Apalagi jika kita meneladani baginda Nabi shallallahu alaihi wasallam. meski pangkat beliau seorang nabi, panglima tertinggi kaum muslimin dan imam umat, namun saat ada hal-hal pribadi beliau menyempatkan membantu istri-istrinya seperti menjahit baju sendiri, membersihkan rumah dan lain-lain.
Sudah barang tentu nabi adalah teladan umat kepada siapa lagi kita berteladan kalau bukan padanya.
Ketimpangan akan terjadi bila salah satu pasangan tidak memahami fungsi kebersamaan padahal berumah tangga itu artinya saling melengkapi.
Al-Quran menyatakan bahwa suami-istri laksana pakaian. Artinya saling melengkapi, saling menutupi kekurangan tidak bisa seorang suami menampakan keegoisannya karena menganggap diri sebagai kepala keluarga. Begitu pun istri tidak bisa bermanja-manja hanya karena seorang Istri yang notabene harus dimanjakan, ada saatnya istri mengabdi kepada suami ada saatnya suami harus mandiri. Begitu sebaliknya ada saatnya suami memanjakan istri ada juga saatnya istri harus bertindak mandiri.
Saling memahami dan saling pengertian, ini menjadi penanda romantisnya sebuah rumah tangga. Tidak ada kekanak-kanakan dalam berumah tangga karena ia awal dari kedewasaan segalanya.

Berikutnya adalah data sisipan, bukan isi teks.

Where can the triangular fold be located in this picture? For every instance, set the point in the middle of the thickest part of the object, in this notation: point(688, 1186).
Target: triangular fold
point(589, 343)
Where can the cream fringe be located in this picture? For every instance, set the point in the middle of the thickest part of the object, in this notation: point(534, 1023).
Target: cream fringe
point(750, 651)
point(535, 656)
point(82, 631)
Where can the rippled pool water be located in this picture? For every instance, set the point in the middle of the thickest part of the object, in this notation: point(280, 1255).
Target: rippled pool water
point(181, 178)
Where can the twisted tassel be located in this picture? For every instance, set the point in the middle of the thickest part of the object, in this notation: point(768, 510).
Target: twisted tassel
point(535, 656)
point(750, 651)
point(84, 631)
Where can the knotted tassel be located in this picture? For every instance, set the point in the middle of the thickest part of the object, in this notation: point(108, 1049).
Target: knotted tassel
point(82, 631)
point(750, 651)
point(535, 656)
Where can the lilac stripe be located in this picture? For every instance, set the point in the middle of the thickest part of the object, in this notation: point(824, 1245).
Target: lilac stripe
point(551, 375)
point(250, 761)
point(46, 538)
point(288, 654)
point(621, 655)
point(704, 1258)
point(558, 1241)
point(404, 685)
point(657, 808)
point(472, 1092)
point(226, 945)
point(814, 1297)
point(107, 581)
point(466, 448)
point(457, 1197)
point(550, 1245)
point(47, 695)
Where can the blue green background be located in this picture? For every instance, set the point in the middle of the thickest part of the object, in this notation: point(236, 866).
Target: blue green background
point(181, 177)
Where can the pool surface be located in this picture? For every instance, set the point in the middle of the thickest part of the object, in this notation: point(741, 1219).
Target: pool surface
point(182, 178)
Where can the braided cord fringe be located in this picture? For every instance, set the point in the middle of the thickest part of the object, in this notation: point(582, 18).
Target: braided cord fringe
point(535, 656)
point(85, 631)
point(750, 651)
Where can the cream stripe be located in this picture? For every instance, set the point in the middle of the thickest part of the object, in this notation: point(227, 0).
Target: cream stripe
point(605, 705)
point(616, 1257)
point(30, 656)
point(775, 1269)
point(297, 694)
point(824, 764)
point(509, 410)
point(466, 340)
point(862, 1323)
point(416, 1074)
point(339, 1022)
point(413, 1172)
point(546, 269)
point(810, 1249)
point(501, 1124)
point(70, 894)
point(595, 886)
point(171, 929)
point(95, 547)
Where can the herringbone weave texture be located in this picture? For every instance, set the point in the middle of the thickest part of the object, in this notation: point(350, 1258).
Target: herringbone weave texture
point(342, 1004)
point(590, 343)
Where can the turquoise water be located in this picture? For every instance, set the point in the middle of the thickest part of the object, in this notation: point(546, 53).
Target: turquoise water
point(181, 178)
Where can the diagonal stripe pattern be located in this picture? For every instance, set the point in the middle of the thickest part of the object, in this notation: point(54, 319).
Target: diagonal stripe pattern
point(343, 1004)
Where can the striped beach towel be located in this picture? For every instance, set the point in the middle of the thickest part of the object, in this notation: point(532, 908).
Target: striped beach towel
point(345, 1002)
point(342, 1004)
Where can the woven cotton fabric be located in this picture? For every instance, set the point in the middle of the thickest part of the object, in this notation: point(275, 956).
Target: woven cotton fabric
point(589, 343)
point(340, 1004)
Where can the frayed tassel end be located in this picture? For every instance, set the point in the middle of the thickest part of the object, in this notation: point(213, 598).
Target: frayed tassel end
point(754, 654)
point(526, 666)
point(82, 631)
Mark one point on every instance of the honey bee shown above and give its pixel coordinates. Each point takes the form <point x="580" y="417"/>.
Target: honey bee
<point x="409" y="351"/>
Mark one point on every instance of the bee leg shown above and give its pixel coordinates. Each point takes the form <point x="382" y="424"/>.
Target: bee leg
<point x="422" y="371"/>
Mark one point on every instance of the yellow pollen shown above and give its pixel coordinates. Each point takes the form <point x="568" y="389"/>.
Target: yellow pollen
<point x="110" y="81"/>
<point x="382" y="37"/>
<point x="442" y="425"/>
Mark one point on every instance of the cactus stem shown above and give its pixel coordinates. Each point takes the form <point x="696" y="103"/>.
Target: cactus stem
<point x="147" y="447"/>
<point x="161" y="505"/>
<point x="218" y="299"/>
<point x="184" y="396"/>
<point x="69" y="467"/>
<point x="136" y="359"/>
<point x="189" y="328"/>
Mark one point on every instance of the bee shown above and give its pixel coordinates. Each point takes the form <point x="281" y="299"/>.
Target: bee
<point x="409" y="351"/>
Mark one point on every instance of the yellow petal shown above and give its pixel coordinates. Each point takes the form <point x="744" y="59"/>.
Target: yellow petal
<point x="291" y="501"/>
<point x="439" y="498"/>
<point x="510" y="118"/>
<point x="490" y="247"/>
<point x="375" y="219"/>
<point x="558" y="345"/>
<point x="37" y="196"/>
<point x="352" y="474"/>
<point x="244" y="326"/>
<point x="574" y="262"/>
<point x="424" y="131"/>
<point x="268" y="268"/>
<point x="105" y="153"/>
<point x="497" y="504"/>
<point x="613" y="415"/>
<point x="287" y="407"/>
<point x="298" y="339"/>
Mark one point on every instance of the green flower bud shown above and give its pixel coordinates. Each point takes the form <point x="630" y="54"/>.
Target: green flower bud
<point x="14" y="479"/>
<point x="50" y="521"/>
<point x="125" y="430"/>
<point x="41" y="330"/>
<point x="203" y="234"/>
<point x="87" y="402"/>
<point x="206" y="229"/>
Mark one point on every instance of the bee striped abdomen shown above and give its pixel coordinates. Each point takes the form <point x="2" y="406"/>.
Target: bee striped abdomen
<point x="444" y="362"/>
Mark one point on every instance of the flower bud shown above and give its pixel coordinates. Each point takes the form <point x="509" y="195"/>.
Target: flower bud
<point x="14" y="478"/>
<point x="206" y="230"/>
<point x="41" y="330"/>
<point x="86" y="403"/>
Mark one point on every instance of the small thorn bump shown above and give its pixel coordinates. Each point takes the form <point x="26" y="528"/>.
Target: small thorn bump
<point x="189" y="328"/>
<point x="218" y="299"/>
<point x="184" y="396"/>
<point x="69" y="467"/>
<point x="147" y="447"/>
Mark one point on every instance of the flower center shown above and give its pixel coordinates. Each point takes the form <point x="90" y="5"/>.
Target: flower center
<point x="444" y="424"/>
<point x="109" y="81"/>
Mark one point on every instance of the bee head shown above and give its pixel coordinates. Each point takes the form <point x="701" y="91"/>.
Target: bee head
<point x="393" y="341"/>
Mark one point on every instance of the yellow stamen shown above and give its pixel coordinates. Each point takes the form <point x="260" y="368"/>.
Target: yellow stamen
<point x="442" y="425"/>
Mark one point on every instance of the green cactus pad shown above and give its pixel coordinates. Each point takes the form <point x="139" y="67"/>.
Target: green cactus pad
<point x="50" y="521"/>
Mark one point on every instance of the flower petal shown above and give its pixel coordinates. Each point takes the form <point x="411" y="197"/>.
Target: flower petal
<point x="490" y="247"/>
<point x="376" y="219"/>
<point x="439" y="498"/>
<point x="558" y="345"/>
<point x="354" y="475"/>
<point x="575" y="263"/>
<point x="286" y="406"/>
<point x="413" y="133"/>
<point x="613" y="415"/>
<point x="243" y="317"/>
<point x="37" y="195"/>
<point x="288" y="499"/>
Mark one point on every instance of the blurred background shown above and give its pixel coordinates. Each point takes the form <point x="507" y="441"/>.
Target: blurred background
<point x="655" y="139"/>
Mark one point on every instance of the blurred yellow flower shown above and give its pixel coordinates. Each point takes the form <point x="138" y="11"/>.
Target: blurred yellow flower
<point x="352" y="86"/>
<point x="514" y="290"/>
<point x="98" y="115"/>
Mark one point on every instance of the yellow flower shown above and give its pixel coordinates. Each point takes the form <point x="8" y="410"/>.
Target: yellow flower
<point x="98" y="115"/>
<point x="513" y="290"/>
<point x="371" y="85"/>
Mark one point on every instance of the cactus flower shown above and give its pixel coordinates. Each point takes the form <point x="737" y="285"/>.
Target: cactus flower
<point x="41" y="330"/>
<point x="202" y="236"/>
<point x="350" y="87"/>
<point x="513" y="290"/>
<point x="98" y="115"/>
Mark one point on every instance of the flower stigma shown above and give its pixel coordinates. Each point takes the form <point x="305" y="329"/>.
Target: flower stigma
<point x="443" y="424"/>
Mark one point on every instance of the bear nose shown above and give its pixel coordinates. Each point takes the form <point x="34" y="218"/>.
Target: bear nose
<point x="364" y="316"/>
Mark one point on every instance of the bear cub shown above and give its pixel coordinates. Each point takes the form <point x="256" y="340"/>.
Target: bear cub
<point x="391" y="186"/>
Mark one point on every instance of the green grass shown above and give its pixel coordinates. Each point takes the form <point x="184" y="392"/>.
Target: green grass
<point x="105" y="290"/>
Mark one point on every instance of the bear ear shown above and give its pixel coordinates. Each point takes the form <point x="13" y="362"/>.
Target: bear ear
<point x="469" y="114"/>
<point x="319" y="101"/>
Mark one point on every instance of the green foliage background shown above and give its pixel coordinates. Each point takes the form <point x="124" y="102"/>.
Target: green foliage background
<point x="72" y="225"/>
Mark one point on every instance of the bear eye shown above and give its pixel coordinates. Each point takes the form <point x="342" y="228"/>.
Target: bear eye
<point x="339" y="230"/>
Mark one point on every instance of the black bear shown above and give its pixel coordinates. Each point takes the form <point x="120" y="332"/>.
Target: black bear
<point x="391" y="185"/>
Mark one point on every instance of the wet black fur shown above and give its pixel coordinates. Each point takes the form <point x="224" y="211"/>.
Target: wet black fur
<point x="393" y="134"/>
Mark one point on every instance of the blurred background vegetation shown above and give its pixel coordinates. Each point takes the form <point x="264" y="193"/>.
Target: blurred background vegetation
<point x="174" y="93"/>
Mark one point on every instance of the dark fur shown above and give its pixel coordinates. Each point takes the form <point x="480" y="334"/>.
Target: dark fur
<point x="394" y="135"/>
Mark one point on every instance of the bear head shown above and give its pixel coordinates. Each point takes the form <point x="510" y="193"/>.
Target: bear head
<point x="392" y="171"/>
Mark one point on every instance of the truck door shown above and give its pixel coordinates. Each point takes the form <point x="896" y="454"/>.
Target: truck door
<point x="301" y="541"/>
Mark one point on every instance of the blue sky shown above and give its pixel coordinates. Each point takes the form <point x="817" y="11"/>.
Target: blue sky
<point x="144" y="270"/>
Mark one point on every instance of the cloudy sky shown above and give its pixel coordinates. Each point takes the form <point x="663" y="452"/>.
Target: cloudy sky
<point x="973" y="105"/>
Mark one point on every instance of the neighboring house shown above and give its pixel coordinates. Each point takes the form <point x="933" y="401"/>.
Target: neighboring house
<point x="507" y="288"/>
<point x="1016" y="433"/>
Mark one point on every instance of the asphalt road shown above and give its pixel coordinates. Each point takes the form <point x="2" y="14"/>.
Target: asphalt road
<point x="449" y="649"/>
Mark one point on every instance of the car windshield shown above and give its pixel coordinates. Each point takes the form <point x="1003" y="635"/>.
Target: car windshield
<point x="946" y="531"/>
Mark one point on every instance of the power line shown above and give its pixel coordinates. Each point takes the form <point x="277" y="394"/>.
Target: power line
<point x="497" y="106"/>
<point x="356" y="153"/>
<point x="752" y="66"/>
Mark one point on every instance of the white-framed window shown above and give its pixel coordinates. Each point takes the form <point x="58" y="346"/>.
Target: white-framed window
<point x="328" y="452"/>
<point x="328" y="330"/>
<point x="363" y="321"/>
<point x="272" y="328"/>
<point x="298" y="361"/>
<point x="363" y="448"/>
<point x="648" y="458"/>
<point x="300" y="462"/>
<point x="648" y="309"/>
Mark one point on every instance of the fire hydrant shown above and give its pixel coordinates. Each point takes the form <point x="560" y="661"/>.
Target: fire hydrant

Namun perlu diingat bahwa berumahtangga, tidak ada sekolahnya. Jadi setiap hari adalah belajar dan belajar.
Sesekali keributan dalam rumah tangga wajar seolah bumbu dalam sayuran, tak akan ada rasa jika tidak ada garam. Anggap saja keributan merupakan garam dalam rumah tangga. Seperti juga sendok dan garpu suatu saat mesti beradu dalam piring yang sama.
Itulah kehidupan berumahtangga sebagaimana perilaku burung dara, hal yang baik yang mesti diikuti oleh pelaku rumah tangga yakni suami-istri.